British slugger Anthony Joshua has leapt to his own defence regarding allegations from Team Parker that he's vulnerable to being knocked out, labelling it nothing but "fake news."
Both camps met for the first time at a press conference overnight (NZT) in London, where the British three-promotion champion wasted no time in interrupting Duco boss David Higgins upon first mention of his supposed "glass chin."
"In terms of using it as a PR stunt, the rumours you have heard, they're fake news," said a fired-up Joshua.
"So PR, whatever you want to use it for, that's between you and your camp."
Parker's promoters have been vocal regarding Joshua's history of knockdowns in both training camps and amateur fights, believing they've found a clear weakness in the hulking heavyweight ahead of their title unification bout in Cardiff in April (NZT).

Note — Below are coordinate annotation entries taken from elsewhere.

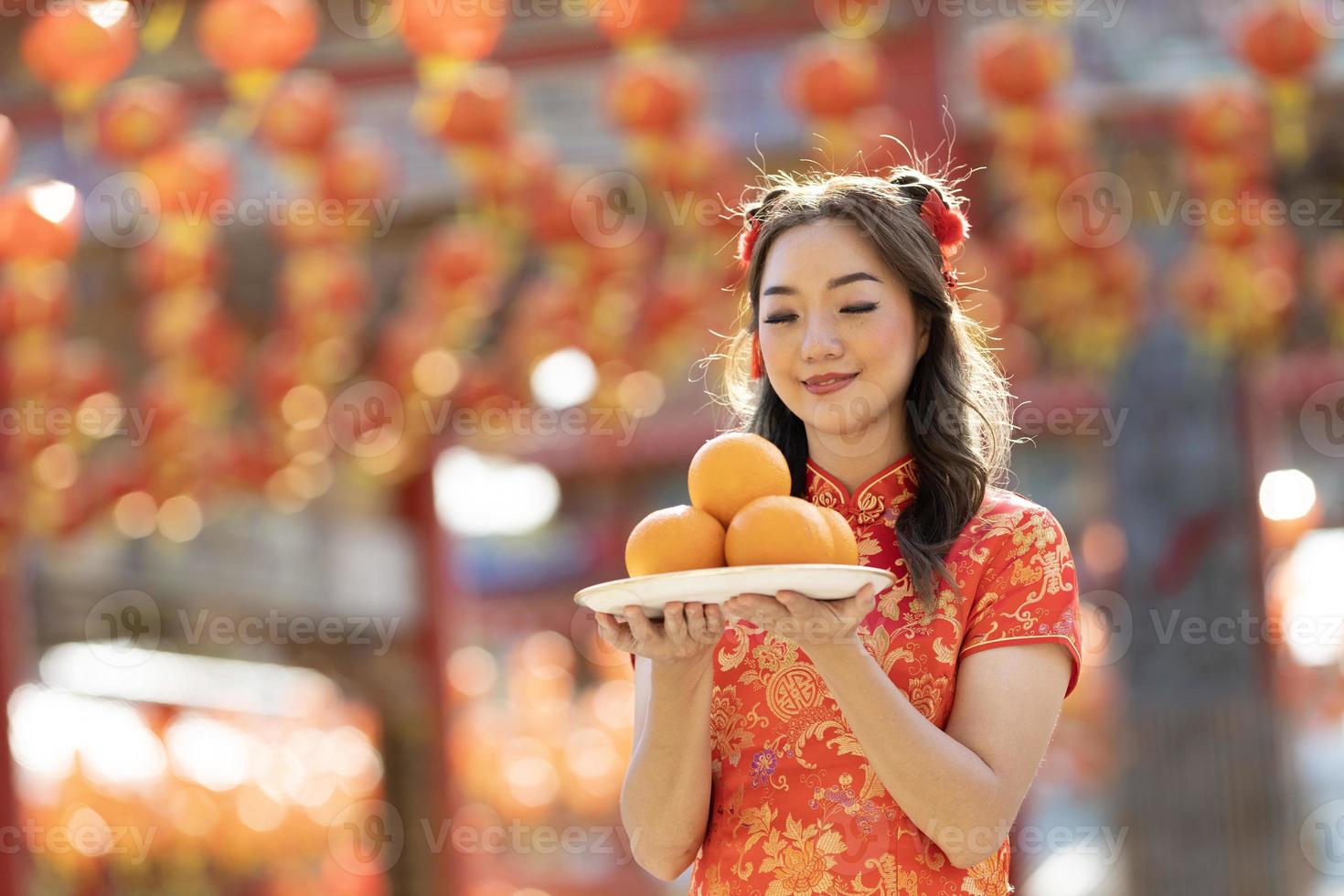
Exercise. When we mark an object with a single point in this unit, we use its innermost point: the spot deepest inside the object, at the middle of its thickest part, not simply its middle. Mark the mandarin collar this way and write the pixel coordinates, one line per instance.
(891, 486)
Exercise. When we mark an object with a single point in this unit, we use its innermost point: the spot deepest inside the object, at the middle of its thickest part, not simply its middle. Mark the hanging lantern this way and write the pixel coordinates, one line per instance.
(1019, 65)
(78, 48)
(652, 96)
(190, 176)
(139, 117)
(8, 148)
(1283, 48)
(832, 78)
(446, 32)
(299, 119)
(40, 222)
(475, 111)
(640, 25)
(253, 40)
(355, 166)
(454, 255)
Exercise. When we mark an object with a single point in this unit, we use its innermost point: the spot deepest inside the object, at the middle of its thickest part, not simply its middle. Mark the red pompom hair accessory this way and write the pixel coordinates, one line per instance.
(949, 228)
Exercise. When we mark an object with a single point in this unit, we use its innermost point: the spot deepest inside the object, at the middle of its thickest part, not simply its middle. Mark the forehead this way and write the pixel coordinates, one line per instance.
(821, 249)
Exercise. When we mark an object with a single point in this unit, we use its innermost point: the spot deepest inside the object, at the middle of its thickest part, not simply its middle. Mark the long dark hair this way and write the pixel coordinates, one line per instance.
(957, 420)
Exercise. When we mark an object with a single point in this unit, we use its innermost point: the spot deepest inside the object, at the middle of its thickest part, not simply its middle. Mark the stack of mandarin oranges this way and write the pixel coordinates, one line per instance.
(741, 513)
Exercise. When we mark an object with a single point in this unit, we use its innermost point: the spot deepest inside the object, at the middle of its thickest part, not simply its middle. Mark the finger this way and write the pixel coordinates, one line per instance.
(695, 626)
(674, 623)
(611, 630)
(641, 629)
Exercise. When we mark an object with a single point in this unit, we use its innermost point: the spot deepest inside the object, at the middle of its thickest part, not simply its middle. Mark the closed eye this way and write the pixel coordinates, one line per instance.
(847, 309)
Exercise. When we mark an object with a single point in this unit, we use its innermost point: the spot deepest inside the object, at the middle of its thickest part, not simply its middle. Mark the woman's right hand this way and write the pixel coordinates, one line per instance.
(686, 633)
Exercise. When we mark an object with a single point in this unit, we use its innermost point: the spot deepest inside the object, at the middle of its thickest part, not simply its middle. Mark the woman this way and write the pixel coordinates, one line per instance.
(875, 744)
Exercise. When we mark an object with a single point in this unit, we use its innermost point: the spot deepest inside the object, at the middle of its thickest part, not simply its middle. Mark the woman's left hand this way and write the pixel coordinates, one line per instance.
(803, 620)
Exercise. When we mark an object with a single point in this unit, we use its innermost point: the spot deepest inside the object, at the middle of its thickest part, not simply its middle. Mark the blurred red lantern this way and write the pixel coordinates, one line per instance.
(256, 35)
(832, 78)
(140, 116)
(302, 114)
(182, 252)
(475, 111)
(190, 177)
(355, 166)
(34, 294)
(1221, 120)
(40, 222)
(434, 28)
(319, 283)
(80, 46)
(512, 172)
(652, 94)
(1275, 40)
(640, 22)
(1019, 63)
(456, 254)
(8, 148)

The 28-year-old continued with a detailed description of each of the three occasions he'd been floored.
"The first was the European Championships, when only two weeks before I had called back into the programme, because I was banned from the British team. I was very unfit but I got stopped, not dropped.
"The second time was with David Price, when I had just come out a police cell. Price is a puncher and that was down to a lack of experience.
"And Klitschko taught me that it will take more than a human to stop me from going where I am going. The rumours the Parker camp have heard are all fake news."
Higgins held firm to his claims, warning Joshua that his fighter stood an undeniable chance of an upset win and defending him against a dismissive British media.
"A lot of the English see it as a one-horse race, they write Joseph Parker off. The bookies write him off, right. But I think experienced boxing people will go hang on a minute, Joseph probably is a bit quicker on hand speed, definitely got a better chin and I would add mentally tougher," said Higgins.
"What I'm saying is this is a 50:50 fight…. the fight is a lot closer than what people think."
Parker himself was subdued throughout proceedings, simply echoing his promoter's sentiments.
"I have watched Joshua for a long time. I know his strengths, he knows mine. I know his weaknesses, he thinks he knows mine. And I'm hoping to catch him on the chin and knock him out," the WBO champion calmly stated.
No further mention was made of the South Aucklander's suggestions earlier in the week that his opponent is the "King of steroids".